The ISM will release the US Manufacturing PMI on Monday. Markets expect the report to show that the business activity in the manufacturing sector continued to expand at a robust pace in April. A weaker-than-expected PMI reading is likely to force the greenback to stay under bearish pressure and help XAU/USD push higher. In case the headline PMI surprises to the upside, the dollar might have a tough time capitalizing on it ahead of Wednesday’s all-important FOMC meeting. 

The Fed is widely expected to hike its policy rate by 50 basis points and unveil its plan to shrink the balance sheet. The most likely scenario for the Fed is to trim its holdings of US Treasury bonds and mortgage-backed securities by $60 billion and $35 billion, respectively, per month from June, bringing the total reduction to $95 billion. 

It’s worth noting that markets have already priced in these actions. A QE reduction of less than $95 billion could be seen as a slight dovish tilt in the Fed’s policy outlook and trigger a voluminous dollar selloff. Such an action is likely to cause US Treasury bond yields to fall sharply and provide a boost to XAU/USD. 

The Fed’s forward guidance on the rate outlook will also be scrutinized intensely by investors. According to the CME Group FedWatch Tool, markets are pricing a 94.5% probability of a total of 125 basis points (bps) rate hikes in the next two meetings. In case either the policy statement or FOMC Chairman Jerome Powell outright dismisses the possibility of 75 bps rate hikes in 2022, the dollar will have more room for a downward correction.

On the other hand, any mention of a 75 bps rate hike being on the table in the near future would be assessed as a confirmation of the Fed’s willingness to tighten the policy in an aggressive way and not allow gold to hold its ground.

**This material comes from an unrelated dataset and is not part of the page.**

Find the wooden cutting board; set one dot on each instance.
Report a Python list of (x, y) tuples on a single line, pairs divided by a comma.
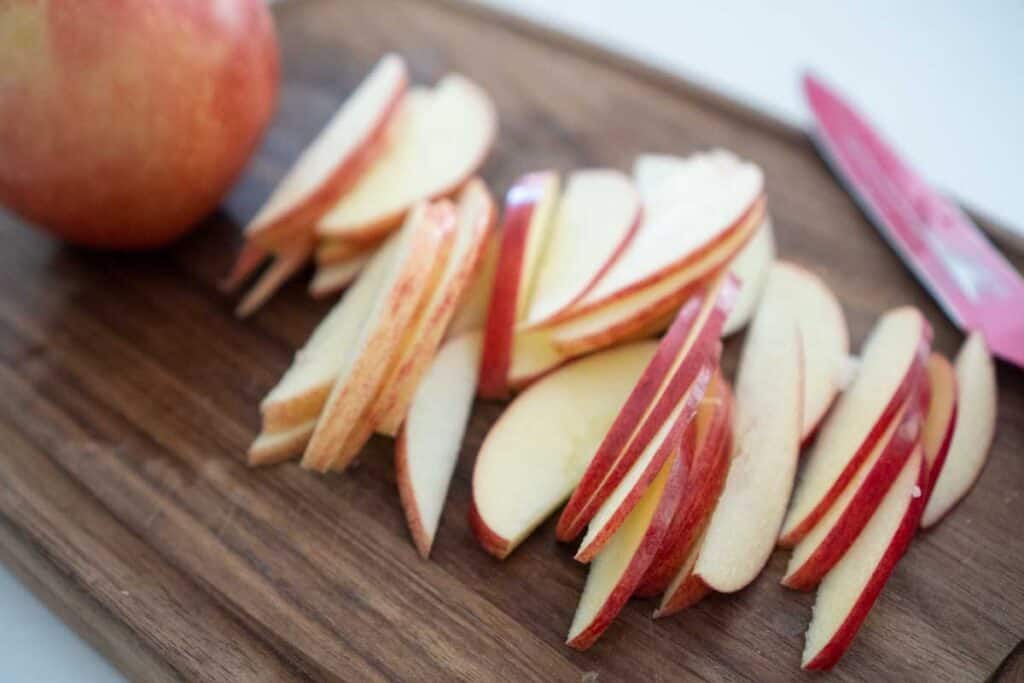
[(128, 395)]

On Friday, the US Bureau of Labor Statistics will release the April jobs report. Nonfarm Payrolls (NFP) are expected to rise by 400,000 following March’s increase of 431,000. Fed policymakers made it abundantly clear that they are not concerned about the labor market and the FOMC’s policy outlook is likely to remain the primary driver of the dollar’s market valuation.

In the meantime, gold’s gains are likely to remain limited regardless of the dollar’s performance in case Beijing goes into a lockdown.

Gold technical outlook

The Relative Strength Index (RSI) indicator on the daily chart is rising toward 50, pointing to a loss of bearish momentum. On the upside, $1,930 (Fibonacci 50% retracement of the February-March uptrend) aligns as key resistance and gold might stay in a consolidation phase between that level and $1,900 (psychological level, Fibonacci 61.8% retracement) ahead of the Fed's policy announcement.

Above $1,930, the next hurdle aligns at $1,940 (20-day SMA, 50-day SMA) ahead of $1,960 (Fibonacci 38.2% retracement). 

In case the pair makes a daily close below $1,900, the next bearish targets align at $1,880 (100-day SMA) and $1,870 (former resistance, static level).

Gold sentiment poll

Half of the polled experts see gold rising in the short term. The average target of $1,918 on the one-week view, however, suggests that the yellow metal's gains are likely to remain as technical corrections. The one-quarter outlook remains extremely bullish with the average target sitting above $2,000.